The signal regulation and control small molecules and/or growth factors related to the anterior-posterior axis specialization of the spinal cord motor nerve precursor cells are SHH signal pathway activators and retinoic acid signal pathway activators; the SHH signal pathway activator and final use concentration are one or a combination of more of SHH, 1-500ng/mL, SAG, 0.1-20 μ M and purmorphamine, 0.1-20 μ M, preferably SAG, 0.1-20 μ M and SHH, 1-500ng/mL combination or SAG, 0.1-20 μ M and purmorphamine, 0.1-20 μ M combination; most preferably SAG, 0.1-20. mu.M and purmorphamine, 0.1-20. mu.M, for a time period such that the differentiation is D0-10, D2-20, D0-8, D2-8, D2-16, D0-16, preferably D0-16, most preferably D2-16; the retinoic acid signal pathway activator and the final use concentration are 10-10000nM of retinoic acid; preferably, retinoic acid, 10-1000 nM; most preferably, retinoic acid, 10-100 nM; the action time is differentiation D0-10, D2-20, D0-8, D2-8, D2-16, D0-16, preferably D0-8, most preferably D2-16.
In the present invention, the differentiation D0-6 represents the 0 th day to the 6 th day of differentiation, and D2-4 represents the 2 nd day to the 4 th day of differentiation, and so on, and the description thereof is omitted.
Further, the pluripotent stem cell culture solution is a mTeSR and E8 culture solution. Preferably, it is E8 culture solution.
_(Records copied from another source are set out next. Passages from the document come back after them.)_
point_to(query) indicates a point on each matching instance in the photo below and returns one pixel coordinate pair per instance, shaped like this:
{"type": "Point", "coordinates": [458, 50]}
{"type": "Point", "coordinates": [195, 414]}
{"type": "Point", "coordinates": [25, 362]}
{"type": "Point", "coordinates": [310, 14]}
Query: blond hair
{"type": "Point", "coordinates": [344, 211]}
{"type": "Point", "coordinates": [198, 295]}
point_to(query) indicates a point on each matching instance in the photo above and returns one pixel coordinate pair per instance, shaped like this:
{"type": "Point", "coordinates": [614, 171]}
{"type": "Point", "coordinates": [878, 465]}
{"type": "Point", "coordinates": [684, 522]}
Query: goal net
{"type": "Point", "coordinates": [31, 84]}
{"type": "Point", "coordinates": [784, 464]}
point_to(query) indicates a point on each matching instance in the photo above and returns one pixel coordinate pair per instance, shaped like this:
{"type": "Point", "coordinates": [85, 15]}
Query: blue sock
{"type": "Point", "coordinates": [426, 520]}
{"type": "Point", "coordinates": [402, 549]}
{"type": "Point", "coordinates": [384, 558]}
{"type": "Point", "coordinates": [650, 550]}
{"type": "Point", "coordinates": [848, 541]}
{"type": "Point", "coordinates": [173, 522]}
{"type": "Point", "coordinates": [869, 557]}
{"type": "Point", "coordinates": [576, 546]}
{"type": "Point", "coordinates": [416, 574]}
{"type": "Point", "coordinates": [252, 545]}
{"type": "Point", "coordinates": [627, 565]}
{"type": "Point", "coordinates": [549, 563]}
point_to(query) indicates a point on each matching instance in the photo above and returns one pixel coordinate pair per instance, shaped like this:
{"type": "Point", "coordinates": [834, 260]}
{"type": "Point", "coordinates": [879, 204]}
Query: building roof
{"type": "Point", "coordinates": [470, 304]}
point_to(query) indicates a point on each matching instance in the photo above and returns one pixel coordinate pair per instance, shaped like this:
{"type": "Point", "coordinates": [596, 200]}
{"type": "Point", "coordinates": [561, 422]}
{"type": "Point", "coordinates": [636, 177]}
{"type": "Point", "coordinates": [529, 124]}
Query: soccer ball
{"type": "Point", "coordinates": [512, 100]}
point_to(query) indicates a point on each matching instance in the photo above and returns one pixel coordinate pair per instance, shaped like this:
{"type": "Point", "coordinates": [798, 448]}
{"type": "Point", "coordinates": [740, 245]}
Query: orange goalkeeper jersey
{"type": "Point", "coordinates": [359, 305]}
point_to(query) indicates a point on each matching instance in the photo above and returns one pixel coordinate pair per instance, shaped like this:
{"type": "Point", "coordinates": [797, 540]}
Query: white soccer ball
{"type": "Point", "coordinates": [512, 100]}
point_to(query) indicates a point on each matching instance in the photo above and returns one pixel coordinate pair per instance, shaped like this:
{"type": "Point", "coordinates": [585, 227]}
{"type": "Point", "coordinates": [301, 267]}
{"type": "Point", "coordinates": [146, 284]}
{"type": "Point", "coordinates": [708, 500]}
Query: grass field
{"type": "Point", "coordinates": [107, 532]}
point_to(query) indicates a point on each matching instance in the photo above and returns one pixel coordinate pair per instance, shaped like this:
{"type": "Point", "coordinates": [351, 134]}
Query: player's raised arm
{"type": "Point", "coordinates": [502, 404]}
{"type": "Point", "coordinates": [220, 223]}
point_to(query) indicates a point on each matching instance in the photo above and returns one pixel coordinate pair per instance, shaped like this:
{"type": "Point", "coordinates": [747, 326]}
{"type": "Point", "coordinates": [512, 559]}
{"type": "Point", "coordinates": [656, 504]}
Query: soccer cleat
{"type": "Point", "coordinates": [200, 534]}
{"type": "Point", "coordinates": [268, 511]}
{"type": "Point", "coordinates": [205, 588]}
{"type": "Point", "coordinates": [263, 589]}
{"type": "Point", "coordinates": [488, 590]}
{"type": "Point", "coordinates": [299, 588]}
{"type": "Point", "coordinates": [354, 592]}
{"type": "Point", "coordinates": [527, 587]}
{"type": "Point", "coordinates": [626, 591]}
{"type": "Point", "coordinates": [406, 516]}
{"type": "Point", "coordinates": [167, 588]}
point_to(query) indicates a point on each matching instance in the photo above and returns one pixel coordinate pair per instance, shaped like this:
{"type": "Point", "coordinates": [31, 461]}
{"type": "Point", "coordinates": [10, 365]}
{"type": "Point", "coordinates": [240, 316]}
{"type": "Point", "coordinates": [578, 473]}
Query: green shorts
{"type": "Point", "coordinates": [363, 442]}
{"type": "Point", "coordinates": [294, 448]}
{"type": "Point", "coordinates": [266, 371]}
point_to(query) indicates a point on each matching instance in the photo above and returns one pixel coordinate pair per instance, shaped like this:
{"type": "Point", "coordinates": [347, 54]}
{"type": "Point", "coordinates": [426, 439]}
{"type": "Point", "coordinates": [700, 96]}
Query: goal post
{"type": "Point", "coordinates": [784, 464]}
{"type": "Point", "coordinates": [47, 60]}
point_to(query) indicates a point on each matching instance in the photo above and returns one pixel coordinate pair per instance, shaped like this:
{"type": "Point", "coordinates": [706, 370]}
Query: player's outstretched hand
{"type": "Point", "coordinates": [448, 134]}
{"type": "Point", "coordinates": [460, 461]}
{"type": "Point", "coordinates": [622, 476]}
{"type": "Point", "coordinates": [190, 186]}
Further, when the pluripotent stem cells are digested into single cells, a ROCK signal pathway inhibitor may be added to the culture solution in order to prevent the death of the pluripotent stem cells; the ROCK signal pathway inhibitor was Y27632 at a final use concentration of 10 μ M.
Further, the coated culture dish is a Poly ornithine (Poly-L-ornithine, PLO) -Laminin (Laminin) coated culture dish; the method comprises the following specific steps: diluting PLO with PBS to 15 μ g/mL, adding into the culture dish to submerge the bottom of the culture dish, and incubating at 37 ℃ for 2h or 4 ℃ overnight without allowing the bottom of the culture dish to dry off during the incubation; the PLO is discarded, and the mixture is rinsed twice with PBS and once with DMEM/F12; diluting Laminin to 5. mu.g/mL with DMEM/F12, adding to the PLO coated petri dish until the bottom of the dish is submerged, and incubating at 37 ℃ for 2h or 4 ℃ overnight.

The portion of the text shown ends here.